If we take $X$ to be a singleton set containing a permutation matrix of order $d$ then it is clear that $\mathcal{A}_N(X)=\mathcal{A}(X)$ for $N=d$ but not for any smaller $N$, so we cannot in general take $N(d)<d$ for nonempty $X\subseteq M_d(\mathbb{C})$. However I cannot think of any examples which require products of length greater than $d$ in order to generate the algebra. I therefore ask:

Can we take $N(d)=d$ in the previous question?

Answer 1

My original answer missed the word "span" everywhere, sorry!

The answer to your second question is no. Take $$A=\begin{pmatrix}0 & 0 & 0\\ 1& 0 & 1\\ 0& 0 & 0\end{pmatrix}, B=\begin{pmatrix}0 & 0 & 1\\ 1 & 0 & 1\\ 1 & 1& 1\end{pmatrix}.$$

If I computed things correctly, the dimensions of the spans go $2,5,8,9$. Thus $N(3)\geq 4$. (This example was found by taking random $0,1$ matrices, and calculating dimensions, until an example was found.)

Answer 2

One can receive some lower bounds on $N(d)$ from the theory of groups of central type.
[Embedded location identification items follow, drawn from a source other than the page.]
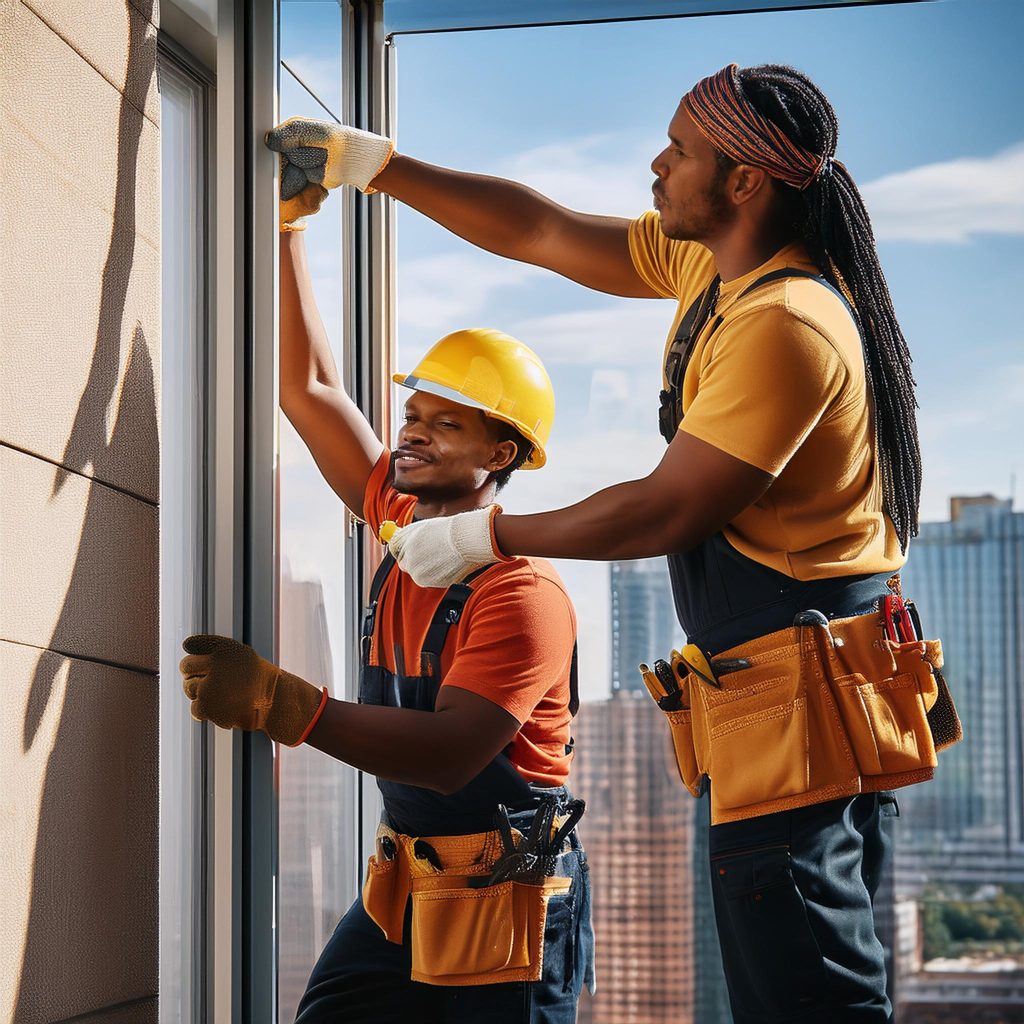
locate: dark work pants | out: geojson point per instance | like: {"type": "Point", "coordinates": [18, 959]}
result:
{"type": "Point", "coordinates": [794, 894]}
{"type": "Point", "coordinates": [360, 977]}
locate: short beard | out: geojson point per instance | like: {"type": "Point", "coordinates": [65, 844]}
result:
{"type": "Point", "coordinates": [717, 213]}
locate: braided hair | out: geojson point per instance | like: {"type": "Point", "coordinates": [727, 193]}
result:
{"type": "Point", "coordinates": [829, 216]}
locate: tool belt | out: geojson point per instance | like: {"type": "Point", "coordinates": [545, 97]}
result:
{"type": "Point", "coordinates": [811, 713]}
{"type": "Point", "coordinates": [479, 902]}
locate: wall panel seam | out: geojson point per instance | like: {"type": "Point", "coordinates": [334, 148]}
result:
{"type": "Point", "coordinates": [104, 1011]}
{"type": "Point", "coordinates": [71, 45]}
{"type": "Point", "coordinates": [150, 502]}
{"type": "Point", "coordinates": [124, 667]}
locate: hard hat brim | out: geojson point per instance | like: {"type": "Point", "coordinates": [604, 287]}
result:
{"type": "Point", "coordinates": [537, 458]}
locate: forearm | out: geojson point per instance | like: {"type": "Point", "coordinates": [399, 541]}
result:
{"type": "Point", "coordinates": [620, 522]}
{"type": "Point", "coordinates": [305, 351]}
{"type": "Point", "coordinates": [502, 216]}
{"type": "Point", "coordinates": [395, 743]}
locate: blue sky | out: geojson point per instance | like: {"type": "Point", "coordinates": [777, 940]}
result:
{"type": "Point", "coordinates": [929, 102]}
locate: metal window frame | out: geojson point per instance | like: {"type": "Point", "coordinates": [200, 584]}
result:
{"type": "Point", "coordinates": [187, 64]}
{"type": "Point", "coordinates": [410, 16]}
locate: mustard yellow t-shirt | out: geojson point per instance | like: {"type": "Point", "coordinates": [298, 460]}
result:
{"type": "Point", "coordinates": [781, 385]}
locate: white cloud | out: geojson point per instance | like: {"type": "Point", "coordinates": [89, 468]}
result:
{"type": "Point", "coordinates": [438, 294]}
{"type": "Point", "coordinates": [950, 201]}
{"type": "Point", "coordinates": [624, 334]}
{"type": "Point", "coordinates": [607, 173]}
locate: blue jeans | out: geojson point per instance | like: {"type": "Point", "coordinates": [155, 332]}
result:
{"type": "Point", "coordinates": [794, 894]}
{"type": "Point", "coordinates": [360, 977]}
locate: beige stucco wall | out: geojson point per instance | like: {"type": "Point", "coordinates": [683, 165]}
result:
{"type": "Point", "coordinates": [79, 489]}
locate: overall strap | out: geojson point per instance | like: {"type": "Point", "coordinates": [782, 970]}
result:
{"type": "Point", "coordinates": [449, 611]}
{"type": "Point", "coordinates": [370, 615]}
{"type": "Point", "coordinates": [692, 325]}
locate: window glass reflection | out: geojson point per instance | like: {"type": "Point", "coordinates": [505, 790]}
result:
{"type": "Point", "coordinates": [316, 794]}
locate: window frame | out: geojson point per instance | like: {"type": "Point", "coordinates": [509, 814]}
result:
{"type": "Point", "coordinates": [187, 976]}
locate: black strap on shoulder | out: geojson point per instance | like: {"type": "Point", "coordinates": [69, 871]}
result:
{"type": "Point", "coordinates": [678, 358]}
{"type": "Point", "coordinates": [690, 328]}
{"type": "Point", "coordinates": [370, 615]}
{"type": "Point", "coordinates": [449, 611]}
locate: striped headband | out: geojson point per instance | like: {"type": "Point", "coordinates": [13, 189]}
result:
{"type": "Point", "coordinates": [731, 123]}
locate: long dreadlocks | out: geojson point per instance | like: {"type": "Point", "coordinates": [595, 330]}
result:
{"type": "Point", "coordinates": [829, 215]}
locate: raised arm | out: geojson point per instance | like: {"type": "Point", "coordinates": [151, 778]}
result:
{"type": "Point", "coordinates": [515, 221]}
{"type": "Point", "coordinates": [496, 214]}
{"type": "Point", "coordinates": [312, 396]}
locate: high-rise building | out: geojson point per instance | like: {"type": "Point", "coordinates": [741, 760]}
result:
{"type": "Point", "coordinates": [967, 577]}
{"type": "Point", "coordinates": [638, 833]}
{"type": "Point", "coordinates": [643, 620]}
{"type": "Point", "coordinates": [962, 835]}
{"type": "Point", "coordinates": [657, 955]}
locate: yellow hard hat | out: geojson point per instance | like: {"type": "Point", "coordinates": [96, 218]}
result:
{"type": "Point", "coordinates": [491, 371]}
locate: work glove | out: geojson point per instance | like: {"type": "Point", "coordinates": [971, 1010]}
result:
{"type": "Point", "coordinates": [328, 155]}
{"type": "Point", "coordinates": [231, 686]}
{"type": "Point", "coordinates": [293, 212]}
{"type": "Point", "coordinates": [442, 551]}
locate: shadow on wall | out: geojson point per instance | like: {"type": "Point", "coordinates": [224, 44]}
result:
{"type": "Point", "coordinates": [91, 934]}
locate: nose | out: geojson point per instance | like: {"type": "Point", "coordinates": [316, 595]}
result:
{"type": "Point", "coordinates": [413, 433]}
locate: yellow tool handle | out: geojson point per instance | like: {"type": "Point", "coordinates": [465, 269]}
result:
{"type": "Point", "coordinates": [652, 683]}
{"type": "Point", "coordinates": [697, 660]}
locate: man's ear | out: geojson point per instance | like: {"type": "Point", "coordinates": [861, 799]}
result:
{"type": "Point", "coordinates": [504, 455]}
{"type": "Point", "coordinates": [747, 181]}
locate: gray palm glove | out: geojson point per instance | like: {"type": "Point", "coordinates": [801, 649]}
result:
{"type": "Point", "coordinates": [327, 154]}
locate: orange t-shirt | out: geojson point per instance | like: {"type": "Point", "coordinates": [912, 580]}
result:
{"type": "Point", "coordinates": [513, 644]}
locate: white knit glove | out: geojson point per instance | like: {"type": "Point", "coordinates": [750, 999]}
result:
{"type": "Point", "coordinates": [442, 551]}
{"type": "Point", "coordinates": [327, 154]}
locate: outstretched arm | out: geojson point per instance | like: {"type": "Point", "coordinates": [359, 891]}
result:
{"type": "Point", "coordinates": [515, 221]}
{"type": "Point", "coordinates": [694, 492]}
{"type": "Point", "coordinates": [499, 215]}
{"type": "Point", "coordinates": [312, 394]}
{"type": "Point", "coordinates": [233, 687]}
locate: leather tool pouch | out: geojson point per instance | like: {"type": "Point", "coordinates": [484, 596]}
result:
{"type": "Point", "coordinates": [886, 712]}
{"type": "Point", "coordinates": [811, 720]}
{"type": "Point", "coordinates": [469, 936]}
{"type": "Point", "coordinates": [385, 889]}
{"type": "Point", "coordinates": [681, 726]}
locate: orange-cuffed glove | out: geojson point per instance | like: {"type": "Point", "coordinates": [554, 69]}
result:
{"type": "Point", "coordinates": [231, 686]}
{"type": "Point", "coordinates": [293, 212]}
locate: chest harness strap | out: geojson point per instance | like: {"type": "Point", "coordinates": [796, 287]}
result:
{"type": "Point", "coordinates": [691, 327]}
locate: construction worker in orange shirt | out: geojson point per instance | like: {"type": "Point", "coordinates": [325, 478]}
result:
{"type": "Point", "coordinates": [476, 902]}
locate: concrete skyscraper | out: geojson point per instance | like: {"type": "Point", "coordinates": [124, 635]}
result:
{"type": "Point", "coordinates": [961, 838]}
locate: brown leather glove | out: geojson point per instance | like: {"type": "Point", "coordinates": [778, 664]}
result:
{"type": "Point", "coordinates": [231, 686]}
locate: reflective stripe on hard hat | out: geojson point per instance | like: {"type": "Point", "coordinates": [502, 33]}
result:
{"type": "Point", "coordinates": [495, 373]}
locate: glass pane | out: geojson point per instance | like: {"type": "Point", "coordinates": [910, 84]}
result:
{"type": "Point", "coordinates": [316, 807]}
{"type": "Point", "coordinates": [579, 113]}
{"type": "Point", "coordinates": [183, 173]}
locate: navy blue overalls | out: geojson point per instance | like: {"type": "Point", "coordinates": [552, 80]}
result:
{"type": "Point", "coordinates": [363, 977]}
{"type": "Point", "coordinates": [806, 949]}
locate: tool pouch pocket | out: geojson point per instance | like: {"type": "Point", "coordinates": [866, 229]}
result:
{"type": "Point", "coordinates": [464, 936]}
{"type": "Point", "coordinates": [385, 890]}
{"type": "Point", "coordinates": [886, 718]}
{"type": "Point", "coordinates": [759, 739]}
{"type": "Point", "coordinates": [681, 724]}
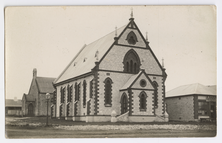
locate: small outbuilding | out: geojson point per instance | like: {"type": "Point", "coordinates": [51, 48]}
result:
{"type": "Point", "coordinates": [34, 103]}
{"type": "Point", "coordinates": [13, 107]}
{"type": "Point", "coordinates": [194, 102]}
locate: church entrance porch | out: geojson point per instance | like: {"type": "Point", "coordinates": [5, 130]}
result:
{"type": "Point", "coordinates": [30, 109]}
{"type": "Point", "coordinates": [124, 103]}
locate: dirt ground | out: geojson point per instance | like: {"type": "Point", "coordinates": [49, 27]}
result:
{"type": "Point", "coordinates": [34, 127]}
{"type": "Point", "coordinates": [49, 132]}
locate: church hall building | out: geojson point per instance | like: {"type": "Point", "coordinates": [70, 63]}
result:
{"type": "Point", "coordinates": [116, 78]}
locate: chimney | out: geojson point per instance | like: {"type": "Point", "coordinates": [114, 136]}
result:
{"type": "Point", "coordinates": [34, 73]}
{"type": "Point", "coordinates": [15, 99]}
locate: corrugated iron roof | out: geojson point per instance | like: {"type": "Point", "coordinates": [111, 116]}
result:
{"type": "Point", "coordinates": [13, 103]}
{"type": "Point", "coordinates": [45, 84]}
{"type": "Point", "coordinates": [192, 89]}
{"type": "Point", "coordinates": [85, 60]}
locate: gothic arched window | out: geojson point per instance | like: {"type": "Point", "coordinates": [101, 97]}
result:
{"type": "Point", "coordinates": [131, 62]}
{"type": "Point", "coordinates": [108, 91]}
{"type": "Point", "coordinates": [155, 93]}
{"type": "Point", "coordinates": [131, 38]}
{"type": "Point", "coordinates": [142, 97]}
{"type": "Point", "coordinates": [84, 93]}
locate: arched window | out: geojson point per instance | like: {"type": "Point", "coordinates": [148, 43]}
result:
{"type": "Point", "coordinates": [77, 90]}
{"type": "Point", "coordinates": [134, 68]}
{"type": "Point", "coordinates": [155, 94]}
{"type": "Point", "coordinates": [131, 38]}
{"type": "Point", "coordinates": [142, 97]}
{"type": "Point", "coordinates": [124, 103]}
{"type": "Point", "coordinates": [84, 93]}
{"type": "Point", "coordinates": [131, 66]}
{"type": "Point", "coordinates": [131, 62]}
{"type": "Point", "coordinates": [108, 91]}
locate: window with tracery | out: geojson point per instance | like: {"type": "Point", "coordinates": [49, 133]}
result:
{"type": "Point", "coordinates": [155, 94]}
{"type": "Point", "coordinates": [143, 104]}
{"type": "Point", "coordinates": [131, 62]}
{"type": "Point", "coordinates": [84, 93]}
{"type": "Point", "coordinates": [131, 38]}
{"type": "Point", "coordinates": [108, 91]}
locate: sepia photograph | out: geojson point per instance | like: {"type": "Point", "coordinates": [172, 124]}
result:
{"type": "Point", "coordinates": [110, 71]}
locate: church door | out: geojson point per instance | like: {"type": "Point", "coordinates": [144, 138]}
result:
{"type": "Point", "coordinates": [30, 110]}
{"type": "Point", "coordinates": [124, 104]}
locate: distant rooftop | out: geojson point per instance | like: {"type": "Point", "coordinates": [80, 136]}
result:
{"type": "Point", "coordinates": [45, 84]}
{"type": "Point", "coordinates": [13, 103]}
{"type": "Point", "coordinates": [192, 89]}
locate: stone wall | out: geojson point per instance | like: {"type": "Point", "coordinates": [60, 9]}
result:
{"type": "Point", "coordinates": [122, 39]}
{"type": "Point", "coordinates": [114, 60]}
{"type": "Point", "coordinates": [80, 109]}
{"type": "Point", "coordinates": [136, 103]}
{"type": "Point", "coordinates": [33, 91]}
{"type": "Point", "coordinates": [118, 79]}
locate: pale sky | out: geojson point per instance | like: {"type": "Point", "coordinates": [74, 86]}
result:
{"type": "Point", "coordinates": [47, 38]}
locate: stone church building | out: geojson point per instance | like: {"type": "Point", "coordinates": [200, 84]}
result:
{"type": "Point", "coordinates": [116, 77]}
{"type": "Point", "coordinates": [34, 103]}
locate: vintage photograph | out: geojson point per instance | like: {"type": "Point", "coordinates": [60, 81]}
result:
{"type": "Point", "coordinates": [110, 71]}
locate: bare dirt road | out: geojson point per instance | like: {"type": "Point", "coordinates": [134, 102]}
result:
{"type": "Point", "coordinates": [49, 132]}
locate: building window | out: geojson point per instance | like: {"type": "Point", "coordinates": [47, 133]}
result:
{"type": "Point", "coordinates": [142, 102]}
{"type": "Point", "coordinates": [203, 107]}
{"type": "Point", "coordinates": [124, 103]}
{"type": "Point", "coordinates": [131, 62]}
{"type": "Point", "coordinates": [62, 94]}
{"type": "Point", "coordinates": [155, 93]}
{"type": "Point", "coordinates": [77, 91]}
{"type": "Point", "coordinates": [54, 98]}
{"type": "Point", "coordinates": [91, 89]}
{"type": "Point", "coordinates": [142, 83]}
{"type": "Point", "coordinates": [108, 91]}
{"type": "Point", "coordinates": [70, 93]}
{"type": "Point", "coordinates": [84, 93]}
{"type": "Point", "coordinates": [131, 38]}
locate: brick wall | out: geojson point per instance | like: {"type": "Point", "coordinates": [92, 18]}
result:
{"type": "Point", "coordinates": [80, 109]}
{"type": "Point", "coordinates": [122, 39]}
{"type": "Point", "coordinates": [118, 79]}
{"type": "Point", "coordinates": [180, 108]}
{"type": "Point", "coordinates": [136, 103]}
{"type": "Point", "coordinates": [43, 105]}
{"type": "Point", "coordinates": [114, 60]}
{"type": "Point", "coordinates": [34, 92]}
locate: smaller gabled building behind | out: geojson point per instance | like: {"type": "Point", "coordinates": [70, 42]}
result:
{"type": "Point", "coordinates": [13, 106]}
{"type": "Point", "coordinates": [194, 102]}
{"type": "Point", "coordinates": [34, 103]}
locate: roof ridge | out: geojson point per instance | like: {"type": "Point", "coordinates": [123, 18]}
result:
{"type": "Point", "coordinates": [105, 35]}
{"type": "Point", "coordinates": [69, 63]}
{"type": "Point", "coordinates": [44, 77]}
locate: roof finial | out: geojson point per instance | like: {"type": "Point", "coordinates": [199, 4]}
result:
{"type": "Point", "coordinates": [115, 31]}
{"type": "Point", "coordinates": [162, 62]}
{"type": "Point", "coordinates": [131, 12]}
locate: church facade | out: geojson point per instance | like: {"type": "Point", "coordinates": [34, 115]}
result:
{"type": "Point", "coordinates": [116, 78]}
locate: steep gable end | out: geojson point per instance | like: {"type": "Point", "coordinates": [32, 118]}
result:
{"type": "Point", "coordinates": [131, 36]}
{"type": "Point", "coordinates": [85, 60]}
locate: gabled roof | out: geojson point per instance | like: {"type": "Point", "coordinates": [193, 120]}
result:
{"type": "Point", "coordinates": [45, 84]}
{"type": "Point", "coordinates": [192, 89]}
{"type": "Point", "coordinates": [85, 60]}
{"type": "Point", "coordinates": [134, 78]}
{"type": "Point", "coordinates": [13, 103]}
{"type": "Point", "coordinates": [29, 97]}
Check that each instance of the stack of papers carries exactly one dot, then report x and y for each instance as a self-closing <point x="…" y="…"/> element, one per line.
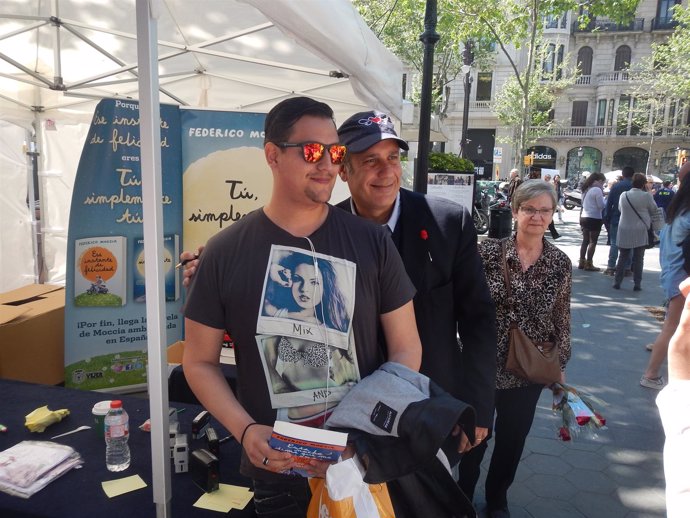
<point x="29" y="466"/>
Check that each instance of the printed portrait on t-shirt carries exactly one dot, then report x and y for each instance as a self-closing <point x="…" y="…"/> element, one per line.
<point x="307" y="295"/>
<point x="306" y="378"/>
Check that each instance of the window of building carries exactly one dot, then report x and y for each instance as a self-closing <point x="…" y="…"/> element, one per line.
<point x="579" y="115"/>
<point x="663" y="13"/>
<point x="622" y="62"/>
<point x="623" y="115"/>
<point x="552" y="61"/>
<point x="601" y="112"/>
<point x="548" y="62"/>
<point x="551" y="22"/>
<point x="584" y="61"/>
<point x="484" y="81"/>
<point x="639" y="118"/>
<point x="559" y="62"/>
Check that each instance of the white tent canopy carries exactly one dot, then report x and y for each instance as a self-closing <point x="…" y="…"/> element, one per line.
<point x="57" y="58"/>
<point x="234" y="55"/>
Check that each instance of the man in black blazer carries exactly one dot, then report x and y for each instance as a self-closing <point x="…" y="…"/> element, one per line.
<point x="438" y="244"/>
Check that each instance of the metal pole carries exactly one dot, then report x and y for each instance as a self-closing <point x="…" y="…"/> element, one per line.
<point x="467" y="60"/>
<point x="429" y="37"/>
<point x="152" y="192"/>
<point x="467" y="84"/>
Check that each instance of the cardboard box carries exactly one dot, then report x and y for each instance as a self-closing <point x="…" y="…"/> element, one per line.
<point x="32" y="334"/>
<point x="175" y="352"/>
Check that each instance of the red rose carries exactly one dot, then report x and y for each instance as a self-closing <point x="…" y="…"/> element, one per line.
<point x="564" y="434"/>
<point x="582" y="420"/>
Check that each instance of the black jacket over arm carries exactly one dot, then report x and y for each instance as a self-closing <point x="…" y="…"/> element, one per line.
<point x="438" y="245"/>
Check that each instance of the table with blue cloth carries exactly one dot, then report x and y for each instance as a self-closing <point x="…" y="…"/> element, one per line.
<point x="78" y="493"/>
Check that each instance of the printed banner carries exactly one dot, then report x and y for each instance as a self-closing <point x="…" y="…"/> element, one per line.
<point x="105" y="314"/>
<point x="453" y="186"/>
<point x="225" y="172"/>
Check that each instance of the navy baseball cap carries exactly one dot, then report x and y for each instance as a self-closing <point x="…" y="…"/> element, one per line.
<point x="364" y="129"/>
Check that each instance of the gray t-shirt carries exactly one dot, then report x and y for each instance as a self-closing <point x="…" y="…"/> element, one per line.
<point x="303" y="335"/>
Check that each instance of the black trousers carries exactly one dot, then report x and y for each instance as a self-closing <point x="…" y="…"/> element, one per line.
<point x="515" y="410"/>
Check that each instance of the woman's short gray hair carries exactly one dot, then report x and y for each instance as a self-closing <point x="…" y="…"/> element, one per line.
<point x="531" y="189"/>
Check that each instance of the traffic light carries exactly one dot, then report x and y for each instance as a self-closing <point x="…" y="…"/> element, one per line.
<point x="529" y="159"/>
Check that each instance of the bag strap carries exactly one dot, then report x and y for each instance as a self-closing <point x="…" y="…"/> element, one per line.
<point x="506" y="274"/>
<point x="633" y="208"/>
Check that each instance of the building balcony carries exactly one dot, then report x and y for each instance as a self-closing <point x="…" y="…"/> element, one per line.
<point x="619" y="76"/>
<point x="636" y="25"/>
<point x="594" y="132"/>
<point x="481" y="105"/>
<point x="664" y="23"/>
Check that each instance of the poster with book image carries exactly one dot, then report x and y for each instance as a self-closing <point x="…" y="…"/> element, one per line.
<point x="106" y="332"/>
<point x="306" y="443"/>
<point x="171" y="251"/>
<point x="100" y="271"/>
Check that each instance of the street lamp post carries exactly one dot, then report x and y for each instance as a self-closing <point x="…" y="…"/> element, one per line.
<point x="467" y="60"/>
<point x="429" y="38"/>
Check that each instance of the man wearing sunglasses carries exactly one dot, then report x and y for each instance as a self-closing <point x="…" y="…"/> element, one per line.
<point x="302" y="149"/>
<point x="437" y="241"/>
Let then $G$ be a finite group of order $d^2$. Assume that there exists a non-degenerate two cocycle $[\alpha]\in H^2(G,\mathbb{C}^{\times})$. This means that the twisted group algebra $\mathbb{C}^{\alpha}G$ is isomorphic with $M_d(\mathbb{C})$. This also means that $M_d(\mathbb{C})$ will have a basis $\{U_g\}_{g\in G}$ such that $U_gU_h=\alpha(g,h)U_{gh}$. Take now $X$ to be $\{U_{g_1},\ldots U_{g_r}\}$ where $\{g_1,\ldots ,g_r\}$ is a generating set for $G$. Then $\mathcal{A}_n(X)=M_d(\mathbb{C})$, and $N(d)$ will be the maximal length of a geodesic in the (oriented) Cayley graph of $G$ with respect to this generating set (where we have an oriented edge from $g$ to $gs$, for $s$ in the generating set).

From this point on we do not really to take $\alpha$ into account, we just need to know that it exists. The group $\mathbb{Z}/d\times\mathbb{Z}/d$ is a group of central type. With respect to the standard basis $\{(0,1),(1,0)\}$ we have a Cayley graph with maximal length of geodesic $2d-2$. That shows already that $N(d)$ is at least $2d-2$.

I do not know if the question about the length of geodesics in Cayley graphs of finite groups of central type was studied. I believe, however, that you can get better lower bounds for $N(d)$ from this.